Empirical Model for Predicting Corrosion Under Insulation Considering the Effects of Temperature, Salinity, and Water Content

Abstract

Corrosion under insulation (CUI) is one of the increasing issues in industries such as oil refineries and petrochemical plants. For preventing accident and reducing the inspection load caused by CUI, the prediction model for CUI has attracted increasing attention. In this study, to construct a prediction model for the corrosion rate of CUI (CUI rate), the effects of water content in the insulation material, salinity, and temperature on the CUI rate were evaluated with a corrosion test simulating a CUI environment. Analysis of the atmospheric corrosion monitoring sensor current showed that the CUI rate increased as the water content increased, promoting the formation of the water-thin film at the interface of insulation and carbon steel.
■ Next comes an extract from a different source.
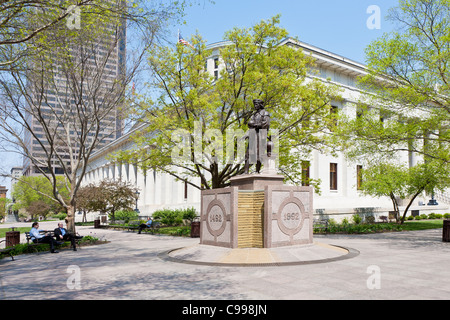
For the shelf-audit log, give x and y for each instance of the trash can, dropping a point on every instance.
(195, 229)
(12, 238)
(446, 231)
Maxima of the CUI rate were observed for salinity and temperature. Salinity increased the electrical conductivity of the water-thin film and promoted the corrosion reaction, and over a certain salinity, the water-thin film became thicker and the CUI rate decreased due to the rate-determining step in oxygen diffusion. Over a certain temperature, the CUI rate decreased due to the evaporation of the water-thin film and a decrease in dissolved oxygen. We constructed the prediction model for the CUI rate with a coefficient of determination of 0.87 by multiple regression analysis using the obtained test data.